Quand Laurette Onkelinx (PS) se rebiffe: le MR, Reynders et la N-VA en prennent pour leur grade

8 mars 2018

Le MR? "Pas une plus-value pour Bruxelles." Reynders? "Un éternel candidat". La N-VA à Bruxelles? "Non merci!". À ceux qui croyaient que Laurette Onkelinx était sur la touche, ils ont eu tort. La patronne des socialistes bruxellois entend toujours peser sur le débat, malgré l'annonce de sa retraite. Avec quelques punchlines en prime.

Onkelinx à la retraite? Vous n'y pensez pas. Si la cheffe du PS bruxellois a bien annoncé sa retraite politique pour 2019, elle entend tout de même mener campagne. Sans prendre de gants. Laurette Onkelinx est connue pour frapper fort, mais dans son interview accordée au Soir, c'est carrément du MMA (combats d'arts martiaux avec un minimum de règles).

Sa principale cible? Le MR et Didier Reynders. On pourrait croire le PS et Onkelinx sur la défensive suite à l’éclatement de plusieurs affaires comme le tout récent GIAL, le Samusocial ou encore le SIAMU. Pas du tout: la meilleure défense, c'est l'attaque.

Qu'a fait le MR pour Bruxelles? "Rien". La socialiste pointe tour à tour, le désinvestissement du fédéral dans la capitale et le manque de volonté et de solutions du MR pour régler la mobilité, le survol de Bruxelles ou la question migratoire.

Reynders, ce looser

"Il faut pouvoir dire que si le MR était une plus-value pour Bruxelles, ça se saurait." Paf! On en connait qui doivent se pincer pour le croire. Dont un certain Didier Reynders, candidat presque autoproclamé à la tête de la Région bruxelloise, et défenseur d'une N-VA dans Bruxelles.
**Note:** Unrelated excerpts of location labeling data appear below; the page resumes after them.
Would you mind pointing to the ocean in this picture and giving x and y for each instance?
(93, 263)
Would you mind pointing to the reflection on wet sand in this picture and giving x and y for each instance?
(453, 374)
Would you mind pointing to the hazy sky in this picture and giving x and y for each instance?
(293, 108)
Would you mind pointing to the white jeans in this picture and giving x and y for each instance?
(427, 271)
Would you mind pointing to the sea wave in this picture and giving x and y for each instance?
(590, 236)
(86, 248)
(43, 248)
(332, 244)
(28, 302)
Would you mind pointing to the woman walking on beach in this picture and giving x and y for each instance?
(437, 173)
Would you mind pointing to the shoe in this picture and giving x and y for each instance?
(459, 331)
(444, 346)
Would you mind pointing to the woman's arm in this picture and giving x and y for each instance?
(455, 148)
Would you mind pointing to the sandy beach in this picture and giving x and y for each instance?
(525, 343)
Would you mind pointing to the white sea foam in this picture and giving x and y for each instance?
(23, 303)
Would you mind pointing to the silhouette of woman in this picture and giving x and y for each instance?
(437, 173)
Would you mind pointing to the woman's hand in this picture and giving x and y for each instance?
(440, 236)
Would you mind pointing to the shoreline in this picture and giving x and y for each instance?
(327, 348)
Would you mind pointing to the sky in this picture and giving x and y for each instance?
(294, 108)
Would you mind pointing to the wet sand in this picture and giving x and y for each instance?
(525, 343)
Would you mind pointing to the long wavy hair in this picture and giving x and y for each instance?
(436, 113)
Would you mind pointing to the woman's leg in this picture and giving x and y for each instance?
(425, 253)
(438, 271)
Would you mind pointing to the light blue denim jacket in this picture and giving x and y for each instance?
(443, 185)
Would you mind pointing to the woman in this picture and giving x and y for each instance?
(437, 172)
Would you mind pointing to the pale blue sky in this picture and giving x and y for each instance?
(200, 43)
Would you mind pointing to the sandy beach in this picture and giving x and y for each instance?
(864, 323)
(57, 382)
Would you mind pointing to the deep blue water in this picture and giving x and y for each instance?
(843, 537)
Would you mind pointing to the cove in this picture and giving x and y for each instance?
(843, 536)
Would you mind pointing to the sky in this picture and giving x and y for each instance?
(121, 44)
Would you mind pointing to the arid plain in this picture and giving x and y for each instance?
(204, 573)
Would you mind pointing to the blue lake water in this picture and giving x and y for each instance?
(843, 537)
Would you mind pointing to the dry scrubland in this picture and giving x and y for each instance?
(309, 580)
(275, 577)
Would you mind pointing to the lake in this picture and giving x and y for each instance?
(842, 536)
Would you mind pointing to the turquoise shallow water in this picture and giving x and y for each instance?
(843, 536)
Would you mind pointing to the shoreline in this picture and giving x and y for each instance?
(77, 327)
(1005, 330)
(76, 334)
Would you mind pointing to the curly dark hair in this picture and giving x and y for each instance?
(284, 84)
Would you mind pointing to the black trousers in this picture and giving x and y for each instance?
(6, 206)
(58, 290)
"Didier Reynders est un éternel candidat", dénigre la socialiste. Candidat-bourgmestre à Uccle, à Liège, candidat Premier ministre ou de postes internationaux, le libéral est un échec, "il est sa propre ambition", ajoute-t-elle.

Son idée de reconduire la majorité fédérale au sein de la capitale, sans surprise, ne plait pas du tout à Laurette Onkelinx. "Le modèle anversois ici, non merci!", assène-t-elle en référence à la gestion, critiquée, de la commune du nord du pays par Bart De Wever (N-VA). Elle prend comme exemple tout ce qui ne va pas dans la ville portuaire: la mobilité et la criminalité, Anvers comme plaque tournante de l'Europe du trafic de drogues. Onkelinx sait là où ça fait mal.

Si elle voit la N-VA capter des voix francophones dans la capitale par son discours populiste (à l'italienne), elle ne s'attend pas à un raz-de-marée: les néerlandophones ont une identité bruxelloise, contrairement à ce qu'affirment souvent les nationalistes flamands.

Onkelinx place aussi ses pions pour les futures majorités avec un petit compliment adressé à Ecolo et à Défi, qui sont en faveur du décumul intégral, contrairement au MR... et, ah oui, "le CDH" aussi".

Pas de système PS

Une autocritique par rapport aux différentes affaires? Pas vraiment. Onkelinx refuse de parler de système PS et continue de penser qu'il s'agit de fautes individuelles. Elle rappelle que les différentes affaires, dont la dernière en date du GIAL, se sont produites dans différentes majorités. Comprendre: le PS n'était pas seul.

Mais quand le PS balaye devant sa porte, quand est-il du MR? "Armand De Decker est toujours MR! Serge Kubla aussi", rappelle-t-elle. Elle souligne également "le travail de réforme extraordinaire" de Philippe Close (PS) à la tête de la Ville de Bruxelles.

Redoute-t-elle néanmoins une sanction dans les votes? C'est loin! Les élections régionales sont programmées pour mai 2019, "tellement de choses peuvent se passer". Dans les deux sens madame Onkelinx.